Understanding the term “securities market” is essential for anyone looking to invest their money, as well as for those interested in the broader workings of the economy. Read ahead to get to know what this concept means!
What Is A Securities Market?
Simply put, a securities market is a general term used to describe a marketplace where securities are traded.
Such markets facilitate capital raising for companies and governments, while also providing investors with a means to earn returns through capital gains or income generated by the securities.
What You Need To Know About The Securities Market
The securities market includes both organized exchanges and over-the-counter markets, where brokers and dealers trade securities directly.
There are three primary types of securities:
- Equity securities. This category represents stocks and shares. When you purchase equity securities, you become a part-owner of the company.
- Debt securities.
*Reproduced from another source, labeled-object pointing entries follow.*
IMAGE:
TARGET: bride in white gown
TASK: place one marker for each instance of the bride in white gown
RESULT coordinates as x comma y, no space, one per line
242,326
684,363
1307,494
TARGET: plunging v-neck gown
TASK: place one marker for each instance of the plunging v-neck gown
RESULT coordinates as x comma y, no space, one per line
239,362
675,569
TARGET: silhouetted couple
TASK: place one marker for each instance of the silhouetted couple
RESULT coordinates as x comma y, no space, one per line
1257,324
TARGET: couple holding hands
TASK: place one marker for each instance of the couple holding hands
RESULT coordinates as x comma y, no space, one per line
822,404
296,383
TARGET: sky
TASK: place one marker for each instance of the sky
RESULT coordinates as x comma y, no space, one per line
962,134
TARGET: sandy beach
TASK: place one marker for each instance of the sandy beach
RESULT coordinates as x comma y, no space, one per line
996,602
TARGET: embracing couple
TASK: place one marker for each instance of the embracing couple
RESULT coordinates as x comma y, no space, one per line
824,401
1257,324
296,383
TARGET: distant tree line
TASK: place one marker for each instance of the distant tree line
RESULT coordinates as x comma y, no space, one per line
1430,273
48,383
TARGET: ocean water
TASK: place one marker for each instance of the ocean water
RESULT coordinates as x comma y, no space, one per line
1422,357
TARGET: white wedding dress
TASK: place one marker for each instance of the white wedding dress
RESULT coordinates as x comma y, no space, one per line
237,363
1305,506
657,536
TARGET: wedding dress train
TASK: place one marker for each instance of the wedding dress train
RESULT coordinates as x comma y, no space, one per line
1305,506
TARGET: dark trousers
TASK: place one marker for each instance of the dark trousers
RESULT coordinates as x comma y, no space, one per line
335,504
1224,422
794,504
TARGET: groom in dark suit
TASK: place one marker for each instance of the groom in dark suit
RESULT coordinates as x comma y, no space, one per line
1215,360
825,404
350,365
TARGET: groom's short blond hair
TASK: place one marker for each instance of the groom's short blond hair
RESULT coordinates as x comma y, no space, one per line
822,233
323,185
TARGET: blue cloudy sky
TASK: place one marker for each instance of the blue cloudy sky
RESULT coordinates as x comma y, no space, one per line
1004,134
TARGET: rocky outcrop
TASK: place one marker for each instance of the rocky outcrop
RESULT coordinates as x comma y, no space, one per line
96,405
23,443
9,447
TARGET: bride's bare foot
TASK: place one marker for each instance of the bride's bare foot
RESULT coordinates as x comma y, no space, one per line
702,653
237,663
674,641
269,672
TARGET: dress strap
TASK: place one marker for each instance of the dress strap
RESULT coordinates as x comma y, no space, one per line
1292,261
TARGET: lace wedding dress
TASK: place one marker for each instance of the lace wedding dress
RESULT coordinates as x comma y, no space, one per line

These financial instruments are also called fixed-income securities, or simply bonds. When you buy bonds, you are essentially lending money to the issuer, such as a corporation or government entity, in exchange for regular interest payments.
- Derivative securities. These financial contracts derive their value from underlying assets and enable investors to speculate on their value without having to actually own them. Some examples of derivatives include futures, options, and swaps.
The securities market definition is typically divided into two parts:
- Primary markets. The primary securities market is where companies issue new financial instruments and offer them to users for the first time through initial public offerings (IPOs). The issuers set the terms and price of the securities, and collect the proceeds from their sale without any intermediaries.
- Secondary markets. This is where the securities are offered for sale for at least the second time and where most trading activity takes place. The prices here are determined by supply and demand.
Overall, the securities market is a complex and dynamic concept in the global financial system, and while investing in it can be risky, it also has the potential to yield significant returns.